The Eastern and Southern Districts of New York have concluded that reporting suspected child abuse, as Gay alleges that Dr. Poncz did, does not constitute state action. See, e.g., Storck v. Suffolk Cty. Dep't of Soc. Servs., 62 F. Supp. 2d 927, 941 (E.D.N.Y. 1999) (concluding that physicians who reported their suspicions of child abuse pursuant to state law were not state actors); Deckon v. Chidebere, No. 93 Civ. 7965, 1995 WL 555684, at *3-4 (S.D.N.Y. Sept. 19, 1995) (concluding no state action existed when hospital reported suspected child abuse to government agency). Likewise, the Southern District of New York appears to have suggested that the failure to report suspected abuse does not constitute state action, even if the individuals alleged to have failed to report such abuse are classified as mandated reporters under state law. Cf. Preston v. New York, 223 F. Supp. 2d 452, 465 (S.D.N.Y. 2002) (finding private hospital not a state actor despite its obligations to preserve evidence and report suspected abuse where its actions were limited to a medical examination and having doctors available as witnesses and did not include a report of suspected abuse). However, the Second Circuit has held that when a traditionally private entity is acting as "part of the reporting and enforcement machinery for [] a government agency charged with detection and prevention of child abuse and neglect," that entity is a state actor for purposes of § 1983. Kia P. v. McIntyre, 235 F.3d 749, 756 (2d Cir. 2000).

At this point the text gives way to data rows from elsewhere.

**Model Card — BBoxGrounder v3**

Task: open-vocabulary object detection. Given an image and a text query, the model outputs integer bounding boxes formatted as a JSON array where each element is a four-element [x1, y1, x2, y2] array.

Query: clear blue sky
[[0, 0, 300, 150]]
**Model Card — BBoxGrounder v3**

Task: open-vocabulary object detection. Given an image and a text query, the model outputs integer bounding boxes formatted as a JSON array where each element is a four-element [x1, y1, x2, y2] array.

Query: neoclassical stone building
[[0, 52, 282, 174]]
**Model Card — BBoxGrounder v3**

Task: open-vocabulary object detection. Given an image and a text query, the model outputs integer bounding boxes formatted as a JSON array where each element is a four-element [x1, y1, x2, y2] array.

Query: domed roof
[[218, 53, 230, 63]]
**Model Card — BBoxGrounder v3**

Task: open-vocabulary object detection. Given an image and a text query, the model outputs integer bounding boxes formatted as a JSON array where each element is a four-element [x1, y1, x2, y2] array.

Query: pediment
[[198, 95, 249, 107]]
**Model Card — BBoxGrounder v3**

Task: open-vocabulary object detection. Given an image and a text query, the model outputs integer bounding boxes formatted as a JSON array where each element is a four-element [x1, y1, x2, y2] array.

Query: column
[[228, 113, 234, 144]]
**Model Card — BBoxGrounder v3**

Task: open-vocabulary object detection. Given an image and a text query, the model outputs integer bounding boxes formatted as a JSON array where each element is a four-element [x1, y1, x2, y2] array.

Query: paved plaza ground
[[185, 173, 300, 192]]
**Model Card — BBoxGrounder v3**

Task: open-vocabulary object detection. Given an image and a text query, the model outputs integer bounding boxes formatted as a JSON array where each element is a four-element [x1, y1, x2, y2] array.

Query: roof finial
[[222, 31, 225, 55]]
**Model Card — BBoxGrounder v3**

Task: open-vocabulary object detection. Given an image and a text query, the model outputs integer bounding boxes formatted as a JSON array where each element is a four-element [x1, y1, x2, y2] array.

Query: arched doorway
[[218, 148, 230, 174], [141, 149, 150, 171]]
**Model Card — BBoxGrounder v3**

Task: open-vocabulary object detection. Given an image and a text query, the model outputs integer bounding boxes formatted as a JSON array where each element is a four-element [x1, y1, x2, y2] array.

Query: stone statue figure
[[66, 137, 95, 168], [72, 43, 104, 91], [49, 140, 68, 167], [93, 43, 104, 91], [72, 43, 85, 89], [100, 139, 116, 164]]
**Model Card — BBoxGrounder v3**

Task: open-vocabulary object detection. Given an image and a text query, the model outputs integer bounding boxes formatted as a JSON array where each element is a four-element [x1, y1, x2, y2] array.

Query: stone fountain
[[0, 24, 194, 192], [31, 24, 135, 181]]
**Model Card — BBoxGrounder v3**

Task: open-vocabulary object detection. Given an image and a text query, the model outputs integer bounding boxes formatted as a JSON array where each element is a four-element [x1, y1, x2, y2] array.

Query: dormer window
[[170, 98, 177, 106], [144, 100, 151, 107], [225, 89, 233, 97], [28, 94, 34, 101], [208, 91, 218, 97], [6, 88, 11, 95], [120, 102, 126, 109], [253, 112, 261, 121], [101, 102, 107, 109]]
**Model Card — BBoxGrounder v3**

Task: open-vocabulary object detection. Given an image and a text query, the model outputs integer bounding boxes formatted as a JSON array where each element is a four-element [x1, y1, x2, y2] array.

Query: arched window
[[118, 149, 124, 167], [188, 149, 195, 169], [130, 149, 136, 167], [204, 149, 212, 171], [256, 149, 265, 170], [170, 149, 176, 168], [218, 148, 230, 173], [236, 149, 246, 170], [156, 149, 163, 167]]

In Kia P., the parents of a newborn who tested positive for methadone brought suit alleging that their rights were violated when the child was held at the hospital for ten (10) days after birth without a hearing. 235 F.3d at 756. The Second Circuit noted that the hospital and its employees were not subject to liability under § 1983 for the time period between birth and medical clearance when the hospital was acting "in its capacity as a private provider of medical care." Id. Only when the hospital refused to release the newborn to parents after medical clearance and was holding the newborn "as part of the State's effort to detect and prevent child abuse" did it become a state actor for purposes of § 1983. Id. at 757. --------
At this time, Gay's Complaint, as pled, does not allow the Court to conclude that the Defendants are state actors for purposes of § 1983. As noted above, the Defendants do not become state actors solely because, as mandated reporters under state law, they reported or failed to report suspected child abuse. It is unclear from Gay's Complaint whether Defendants were only providing medical care to K during the relevant time period or if she had been medically cleared for release and was solely being held because of an investigation by Philadelphia DHS. Accordingly, the Court will dismiss Gay's § 1983 claims at this time.
IV. CONCLUSION
For the foregoing reasons, the Court will grant Gay leave to proceed in forma pauperis and will dismiss her Complaint. This dismissal will be without prejudice to Gay's right to file an amended complaint within thirty (30) days in the event that she can cure the defects noted above. See Grayson v. Mayview State Hosp., 293 F.3d 103, 114 (3d Cir. 2002). An appropriate Order follows.